Inciting incidents are important in novels. They help a reader understand a character’s motivation. The best example I can name comes from Susan Elizabeth Phillips’ book, Ain’t She Sweet. The down-and-out heroine returns to her old hometown to track down a painting she inherited from her aunt. Nobody likes her. She hurt people in the town. But we learn at a turning point she wasn’t always like that. As a child, she was ignored by her beloved father who instead gave all his love to his illegitimate daughter. When she found out, she changed and became a nasty piece. It was the inciting incident that formed her personality.
Phillips gave all of us who write (and read) a good question to answer. Why does a character relentlessly pursue a course of action when another one seems a lot easier? In my upcoming book, A Pinot for Your Thoughts, my heroine beats herself up trying to protect her deceased aunt’s reputation. A reader might think, “Stop. She’s gone. Why do you care?” Beth cares because at a significant moment her mother drilled into her that her aunt had a difficult childhood and would always need her family’s protection….an inciting incident.
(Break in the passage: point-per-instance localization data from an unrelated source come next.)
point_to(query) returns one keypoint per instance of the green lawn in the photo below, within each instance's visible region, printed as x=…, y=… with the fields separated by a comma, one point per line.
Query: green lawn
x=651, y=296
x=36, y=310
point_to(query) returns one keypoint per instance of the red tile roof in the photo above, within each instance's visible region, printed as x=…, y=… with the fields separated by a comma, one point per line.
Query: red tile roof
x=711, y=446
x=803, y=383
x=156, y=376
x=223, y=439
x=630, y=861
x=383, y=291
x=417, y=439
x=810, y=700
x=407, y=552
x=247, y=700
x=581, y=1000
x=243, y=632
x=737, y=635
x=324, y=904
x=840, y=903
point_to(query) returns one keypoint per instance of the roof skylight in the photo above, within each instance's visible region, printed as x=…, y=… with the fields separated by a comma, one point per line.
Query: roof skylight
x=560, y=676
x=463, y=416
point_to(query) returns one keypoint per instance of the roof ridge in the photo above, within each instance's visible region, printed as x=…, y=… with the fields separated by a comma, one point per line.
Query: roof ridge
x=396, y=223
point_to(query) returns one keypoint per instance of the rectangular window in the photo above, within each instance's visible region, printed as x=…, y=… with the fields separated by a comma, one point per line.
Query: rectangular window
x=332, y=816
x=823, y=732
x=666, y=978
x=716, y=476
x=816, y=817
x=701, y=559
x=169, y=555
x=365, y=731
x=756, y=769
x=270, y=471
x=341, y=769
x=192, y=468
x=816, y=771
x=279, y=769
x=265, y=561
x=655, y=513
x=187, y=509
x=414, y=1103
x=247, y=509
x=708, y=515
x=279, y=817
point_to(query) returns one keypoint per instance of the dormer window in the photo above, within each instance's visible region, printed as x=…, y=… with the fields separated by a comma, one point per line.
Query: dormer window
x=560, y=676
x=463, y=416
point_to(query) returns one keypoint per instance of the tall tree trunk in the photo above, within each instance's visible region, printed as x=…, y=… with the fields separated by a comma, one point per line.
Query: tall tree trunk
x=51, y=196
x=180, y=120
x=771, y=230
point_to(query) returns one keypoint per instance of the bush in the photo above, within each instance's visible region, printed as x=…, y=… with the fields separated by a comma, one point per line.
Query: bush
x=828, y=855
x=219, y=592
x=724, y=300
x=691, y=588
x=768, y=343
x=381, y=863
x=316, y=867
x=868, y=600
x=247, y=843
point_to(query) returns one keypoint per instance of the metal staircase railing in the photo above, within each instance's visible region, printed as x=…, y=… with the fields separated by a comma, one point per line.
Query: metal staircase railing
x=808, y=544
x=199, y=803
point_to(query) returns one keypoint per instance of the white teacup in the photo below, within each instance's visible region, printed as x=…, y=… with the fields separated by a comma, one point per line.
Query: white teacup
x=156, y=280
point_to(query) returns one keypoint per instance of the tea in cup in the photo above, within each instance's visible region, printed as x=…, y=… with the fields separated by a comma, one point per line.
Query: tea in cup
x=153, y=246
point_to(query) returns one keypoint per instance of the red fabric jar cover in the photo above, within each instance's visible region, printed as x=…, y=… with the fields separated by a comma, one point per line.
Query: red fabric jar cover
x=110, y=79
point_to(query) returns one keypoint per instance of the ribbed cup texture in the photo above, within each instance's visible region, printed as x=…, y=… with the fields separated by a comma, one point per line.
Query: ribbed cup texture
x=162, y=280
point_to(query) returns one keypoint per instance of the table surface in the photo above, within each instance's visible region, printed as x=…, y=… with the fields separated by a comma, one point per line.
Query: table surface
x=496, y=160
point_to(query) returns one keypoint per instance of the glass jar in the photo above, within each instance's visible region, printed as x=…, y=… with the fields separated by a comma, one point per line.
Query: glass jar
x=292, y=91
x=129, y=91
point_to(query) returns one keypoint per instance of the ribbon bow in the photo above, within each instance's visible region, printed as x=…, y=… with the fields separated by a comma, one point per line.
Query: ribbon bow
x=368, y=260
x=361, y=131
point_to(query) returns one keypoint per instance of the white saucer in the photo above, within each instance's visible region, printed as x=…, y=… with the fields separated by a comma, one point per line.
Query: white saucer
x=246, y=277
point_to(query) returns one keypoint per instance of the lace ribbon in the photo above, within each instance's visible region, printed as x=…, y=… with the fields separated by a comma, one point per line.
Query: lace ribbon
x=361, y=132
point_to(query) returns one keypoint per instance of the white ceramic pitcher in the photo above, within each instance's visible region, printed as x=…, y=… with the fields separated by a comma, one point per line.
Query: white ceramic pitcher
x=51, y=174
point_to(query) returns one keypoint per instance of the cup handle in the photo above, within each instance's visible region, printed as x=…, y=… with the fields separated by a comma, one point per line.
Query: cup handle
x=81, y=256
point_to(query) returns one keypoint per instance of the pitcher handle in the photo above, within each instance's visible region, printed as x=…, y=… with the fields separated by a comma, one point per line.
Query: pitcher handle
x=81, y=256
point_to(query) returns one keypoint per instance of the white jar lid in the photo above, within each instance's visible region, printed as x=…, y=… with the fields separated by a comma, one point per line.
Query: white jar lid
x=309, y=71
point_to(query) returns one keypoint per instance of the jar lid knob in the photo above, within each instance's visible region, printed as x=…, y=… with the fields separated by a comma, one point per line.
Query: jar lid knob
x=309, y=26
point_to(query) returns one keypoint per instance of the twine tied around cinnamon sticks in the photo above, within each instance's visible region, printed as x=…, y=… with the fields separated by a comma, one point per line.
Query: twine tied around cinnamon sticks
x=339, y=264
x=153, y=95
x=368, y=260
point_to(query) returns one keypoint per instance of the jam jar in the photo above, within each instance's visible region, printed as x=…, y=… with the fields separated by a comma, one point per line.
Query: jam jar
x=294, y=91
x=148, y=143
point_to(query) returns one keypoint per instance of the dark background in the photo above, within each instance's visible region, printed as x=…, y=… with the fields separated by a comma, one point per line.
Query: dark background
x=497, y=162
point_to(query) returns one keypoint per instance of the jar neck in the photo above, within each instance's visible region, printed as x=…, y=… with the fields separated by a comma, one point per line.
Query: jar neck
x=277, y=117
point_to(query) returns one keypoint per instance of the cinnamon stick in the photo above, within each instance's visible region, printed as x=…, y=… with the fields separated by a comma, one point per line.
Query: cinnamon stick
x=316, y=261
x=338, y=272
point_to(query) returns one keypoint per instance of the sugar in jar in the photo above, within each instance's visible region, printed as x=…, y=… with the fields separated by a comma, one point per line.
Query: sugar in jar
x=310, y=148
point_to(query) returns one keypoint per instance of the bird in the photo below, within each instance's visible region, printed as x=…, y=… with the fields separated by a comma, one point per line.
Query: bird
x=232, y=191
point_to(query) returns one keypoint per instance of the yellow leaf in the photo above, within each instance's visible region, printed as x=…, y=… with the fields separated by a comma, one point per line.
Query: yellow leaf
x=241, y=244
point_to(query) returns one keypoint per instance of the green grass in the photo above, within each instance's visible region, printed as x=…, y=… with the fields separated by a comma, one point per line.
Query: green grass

A lesson for all of us is that we need to search beneath outer layers when trying to understand behavior. And we should be careful what we say and how we say it. This is particularly true around children. When I was six I overheard a great aunt criticize me to my mother, saying “too bad Pamela is fat.” It hurt and seeped into my subconscious. Growing up, I always considered myself fat. And yet when I look at old pictures, I see this skinny girl looking back at me.
We can all find “inciting incidents” in our own lives—compliments or criticisms that helped shape us. Some are direct, others are things we learned (or thought we learned) through rumor or by eavesdropping. Okay, okay, we shouldn’t be listening to other people’s conversations. But this blog isn’t about my bad habits. It’s about motivation.
Search your brain for inciting incidents in your own life…good and bad. I’ll bet you’ll find them.